Triathletes understand the importance of recovery. They're just not very good at following through with it.
Perhaps, it's part of the triathlete psyche.
The trait that gets triathletes out the door to swim 3,000 meters or run eight miles in the wee hours of the morning is the same quality that makes it difficult for them to sit still and take some time off—even if it's just for a day.
Like sharks, triathletes have to keep moving. Recovery, on the other hand, just seems so stationary.
Recovery doesn't have to entail just staying off your feet and wearing compression tights or socks, getting a massage, plunging in an ice bath or soaking in a hot tub.
You can also recover actively by taking advantage of slower and/or shorter workouts to focus on various aspects of your swim, bike, run—and the transitions between them—that often get neglected during your harder training efforts.
Hone Your Technique and SkillsIf you follow a periodized training plan, recovery days and weeks usually feature shorter, slower-paced workouts—perfect for working on your form, technique and skills in all three triathlon disciplines.

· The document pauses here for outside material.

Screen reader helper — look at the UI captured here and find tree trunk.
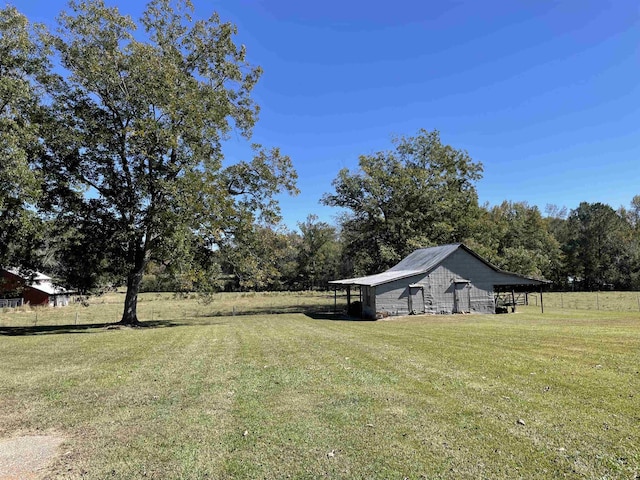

Instead of slowly putting in distance at an aerobic pace during recovery swims, add purpose to them by using the slower pace to focus on your "feel" for the water. Work on your body position and rotation, hone your stroke technique, strengthen your kick and—if you're relatively new to swimming—practice bilateral breathing and sighting skills.
Easy recovery rides help flush the legs, but they can also be a good time to practice your bike handling skills and form.
Being a strong cyclist is about more than speed and power; it's about being efficient and confident on the bike. Instead of concentrating on heart rate, power or speed during your recovery rides, focus on riding your bike in the straightest line possible.
If traffic and safety permits, seeing how long you can ride the white shoulder line on the road without slipping to either side is a good way to practice straight-line riding) and keeping your upper body "quiet" in the saddle.
Work also on your cornering skills, practice descending and climbing, hone your pedaling technique, practice efficient shifting, and perfect your mounts and dismounts.
In running, the slower pace of recovery runs are perfect for working on your foot-strike, running posture and overall form. Practice staying loose as well, keeping your hands, face and shoulders relaxed.
Work on Fast and Efficient TransitionsRecovery days are also perfect for practicing your transitions (swim-to-bike, bike-to-run) and working on ways to cut down on time. Note that these are not brick or transition workouts. Your focus here is strictly on transitioning. The best place to practice your transitions is in an empty parking lot.
For swim-to-bike transition "workouts," set up your bike like you would in the transition area and practice running a short distance (100 to 200 yards) in your wetsuit while removing your cap and goggles, unzipping your wetsuit and pulling it down around your waist.
Practice removing your wetsuit and getting onto your bike as quickly as possible. Set time goals and try to meet them and then beat them. Also, fine-tune your transition set up by working on the most efficient way to lay out your bike shoes, helmet, glasses etc. that help shave seconds off your transition time.
For bike-to run-transitions, ride a few laps around the parking lot and then work on transitioning quickly from the bike to the run. Again, set time goals and try to meet or beat them.
More: 4 Triathlon Transition Videos
If you really want to work on shaving time off your T2, practice removing your feet from your bike shoes while you're still moving on the bike and your shoes are clipped into your pedals.
If your bike handling skills are up to par, you may also want to work on flying dismounts (dismounting the bike while it's still moving and breaking into a run).